А  Б  В  Г  Д  Е  Ж  З  И  Й  К  Л  М  Н  О  П  Р  С  Т  У  Ф  Х  Ц  Ч  Ш  Щ  Э  Ю  Я  AZ

 

Как видно, этот родительский экзамен прошел успешно, потому что своих философских и социальных воззрений, столь отличных от отцовских, я не высказывал, а в других взглядах мы не могли не сойтись. Поэтому обычно суровое мужественное лицо отца сейчас просветлело. В этот же день он осыпал меня подарками, среди которых была и пара пистолетов; из этих пистолетов он недавно стрелялся с паном Цоллем, на них были пометки еще нескольких поединков, в которых он участвовал в молодые годы, когда служил в войске. Затем я получил великолепного коня восточных кровей и старинную дедовскую саблю с рукоятью, усыпанной каменьями, и широким дамасским клинком, на котором золотом по стали были вычеканены образ богоматери и надпись: «Иисусе, Мария!» Сабля эта считалась одной из драгоценнейших фамильных реликвий и к тому же издавна и неизменно была предметом мечтаний моих и Казика, потому что железо она рубила, как щепки. Вручая мне саблю, отец выхватил ее из ножен и несколько раз взмахнул ею, так что в воздухе засвистело и комната озарилась сиянием; потом он начертал ею крест над моей головой, поцеловал образ богоматери и наконец передал ее мне со словами: «В достойные руки! Я не покрыл ее позором, не опозорь и ты!» Тут мы бросились друг другу в объятия, а саблю тем временем с восторгом схватил Казик, отличавшийся незаурядной силой, хотя был едва пятнадцатилетним мальчиком; сжимая ее в руке, он принялся делать выпады с быстротой и точностью, которой не постыдился бы ни один опытный учитель фехтования. Отец, с удовольствием глядя на него, сказал:
— Этот будет вояка; но ведь и ты фехтуешь не хуже? Не правда ли?
— Не хуже, отец. С Казиком я еще справлюсь. Из всех товарищей, с которыми я вместе учился, только один фехтовал лучше меня.
— Кто же это?
— Селим Мирза.
Отец поморщился.
— Ах, Мирза! Но ты, должно быть, сильней его.
— Единственно благодаря этому я не отстаю от него. Ну да с Селимом мы никогда не подеремся.

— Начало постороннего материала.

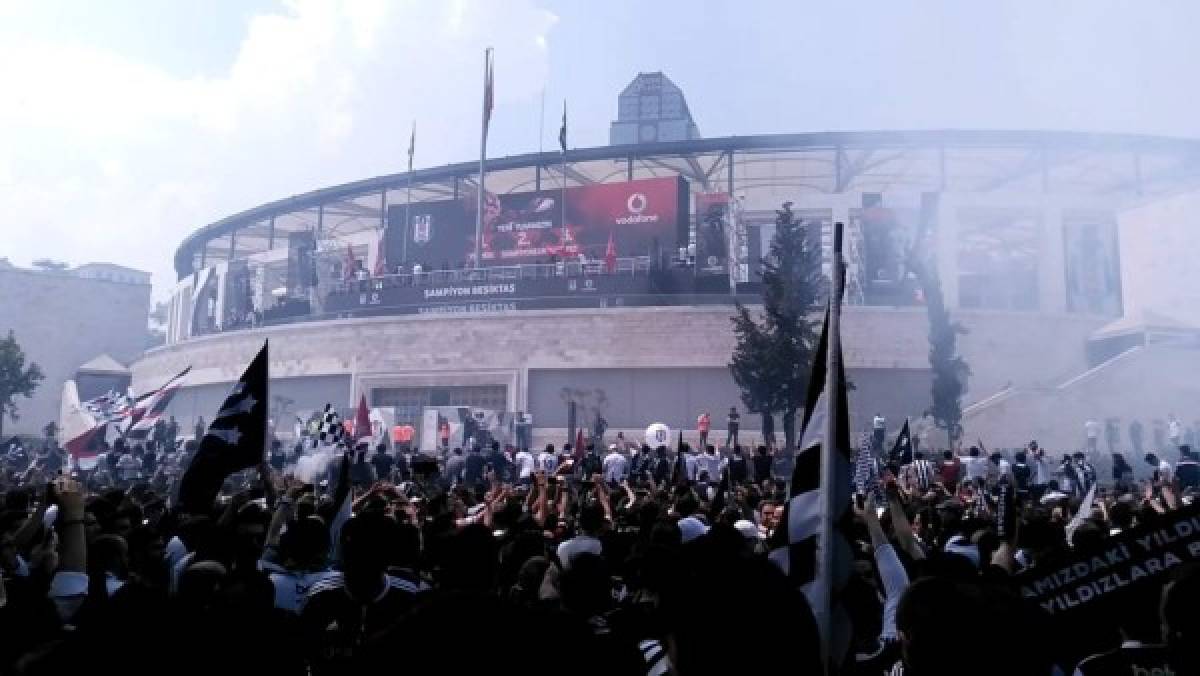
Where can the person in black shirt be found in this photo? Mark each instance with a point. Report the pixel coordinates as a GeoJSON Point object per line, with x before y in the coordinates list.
{"type": "Point", "coordinates": [340, 612]}
{"type": "Point", "coordinates": [761, 465]}
{"type": "Point", "coordinates": [739, 470]}
{"type": "Point", "coordinates": [473, 471]}
{"type": "Point", "coordinates": [1021, 473]}
{"type": "Point", "coordinates": [1188, 470]}
{"type": "Point", "coordinates": [382, 461]}
{"type": "Point", "coordinates": [361, 472]}
{"type": "Point", "coordinates": [592, 464]}
{"type": "Point", "coordinates": [279, 456]}
{"type": "Point", "coordinates": [732, 422]}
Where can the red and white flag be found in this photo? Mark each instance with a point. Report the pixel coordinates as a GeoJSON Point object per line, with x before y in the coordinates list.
{"type": "Point", "coordinates": [150, 406]}
{"type": "Point", "coordinates": [363, 419]}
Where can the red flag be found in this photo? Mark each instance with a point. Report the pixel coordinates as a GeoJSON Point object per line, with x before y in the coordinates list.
{"type": "Point", "coordinates": [361, 419]}
{"type": "Point", "coordinates": [381, 258]}
{"type": "Point", "coordinates": [349, 263]}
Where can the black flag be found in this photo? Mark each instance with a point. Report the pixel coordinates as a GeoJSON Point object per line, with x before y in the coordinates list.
{"type": "Point", "coordinates": [901, 453]}
{"type": "Point", "coordinates": [235, 440]}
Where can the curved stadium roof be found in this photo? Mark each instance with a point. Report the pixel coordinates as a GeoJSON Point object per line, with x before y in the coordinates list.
{"type": "Point", "coordinates": [767, 168]}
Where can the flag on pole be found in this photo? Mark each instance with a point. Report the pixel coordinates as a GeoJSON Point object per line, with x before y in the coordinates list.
{"type": "Point", "coordinates": [489, 82]}
{"type": "Point", "coordinates": [795, 546]}
{"type": "Point", "coordinates": [381, 268]}
{"type": "Point", "coordinates": [78, 428]}
{"type": "Point", "coordinates": [330, 430]}
{"type": "Point", "coordinates": [345, 501]}
{"type": "Point", "coordinates": [361, 419]}
{"type": "Point", "coordinates": [412, 147]}
{"type": "Point", "coordinates": [235, 440]}
{"type": "Point", "coordinates": [562, 130]}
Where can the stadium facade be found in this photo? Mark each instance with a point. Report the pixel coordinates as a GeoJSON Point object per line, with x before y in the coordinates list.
{"type": "Point", "coordinates": [610, 274]}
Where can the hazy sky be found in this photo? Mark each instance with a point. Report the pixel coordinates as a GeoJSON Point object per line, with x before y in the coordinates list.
{"type": "Point", "coordinates": [126, 124]}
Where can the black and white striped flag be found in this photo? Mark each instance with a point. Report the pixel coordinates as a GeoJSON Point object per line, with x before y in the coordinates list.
{"type": "Point", "coordinates": [796, 539]}
{"type": "Point", "coordinates": [234, 441]}
{"type": "Point", "coordinates": [330, 430]}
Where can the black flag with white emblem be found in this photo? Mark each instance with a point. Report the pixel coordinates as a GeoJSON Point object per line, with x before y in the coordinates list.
{"type": "Point", "coordinates": [235, 440]}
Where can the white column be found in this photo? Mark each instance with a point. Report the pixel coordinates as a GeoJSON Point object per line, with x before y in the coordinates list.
{"type": "Point", "coordinates": [947, 249]}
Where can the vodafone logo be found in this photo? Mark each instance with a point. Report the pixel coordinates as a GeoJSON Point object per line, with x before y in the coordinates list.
{"type": "Point", "coordinates": [636, 204]}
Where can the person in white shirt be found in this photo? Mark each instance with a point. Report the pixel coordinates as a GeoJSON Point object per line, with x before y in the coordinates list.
{"type": "Point", "coordinates": [711, 462]}
{"type": "Point", "coordinates": [547, 461]}
{"type": "Point", "coordinates": [591, 524]}
{"type": "Point", "coordinates": [1162, 468]}
{"type": "Point", "coordinates": [1174, 430]}
{"type": "Point", "coordinates": [523, 460]}
{"type": "Point", "coordinates": [1092, 430]}
{"type": "Point", "coordinates": [1042, 470]}
{"type": "Point", "coordinates": [616, 466]}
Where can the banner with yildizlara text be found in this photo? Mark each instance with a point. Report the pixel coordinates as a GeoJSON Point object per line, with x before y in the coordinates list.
{"type": "Point", "coordinates": [1138, 561]}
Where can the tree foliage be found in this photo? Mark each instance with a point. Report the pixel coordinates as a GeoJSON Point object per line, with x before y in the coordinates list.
{"type": "Point", "coordinates": [951, 371]}
{"type": "Point", "coordinates": [16, 378]}
{"type": "Point", "coordinates": [773, 356]}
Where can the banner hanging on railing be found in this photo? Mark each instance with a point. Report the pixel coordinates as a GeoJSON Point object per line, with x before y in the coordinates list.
{"type": "Point", "coordinates": [641, 217]}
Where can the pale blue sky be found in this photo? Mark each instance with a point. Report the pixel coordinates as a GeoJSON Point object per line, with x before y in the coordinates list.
{"type": "Point", "coordinates": [127, 124]}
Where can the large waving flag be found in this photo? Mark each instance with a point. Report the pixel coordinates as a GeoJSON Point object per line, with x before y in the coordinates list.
{"type": "Point", "coordinates": [814, 507]}
{"type": "Point", "coordinates": [78, 428]}
{"type": "Point", "coordinates": [235, 440]}
{"type": "Point", "coordinates": [150, 406]}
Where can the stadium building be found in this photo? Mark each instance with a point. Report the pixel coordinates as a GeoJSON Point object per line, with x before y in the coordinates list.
{"type": "Point", "coordinates": [610, 275]}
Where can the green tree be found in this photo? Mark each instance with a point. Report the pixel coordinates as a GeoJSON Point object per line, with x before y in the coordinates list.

— Э! Всяко бывает, — ответил мой отец.
В этот день после обеда мы все сидели на просторной, увитой хмелем террасе, с которой открывался вид на огромный двор и тенистую, обсаженную липами дорогу вдали. Мадам д'Ив вязала крючком покров для алтаря, отец и ксендз Людвик курили трубки, прихлебывая черный кофе, Казик вертелся вокруг террасы, следя глазами за воздушными пируэтами ласточек, в которых ему очень хотелось пострелять, чего отец ему не позволял, а мы с Ганей рассматривали привезенные мной рисунки и меньше всего думали о рисунках; по крайней мере, мне они служили только средством незаметно для других любоваться Ганей.
— Ну что, пан опекун, как ты нашел Ганю? Очень подурнела, не правда ли? — шутливо спросил меня отец, поглядывая на девушку.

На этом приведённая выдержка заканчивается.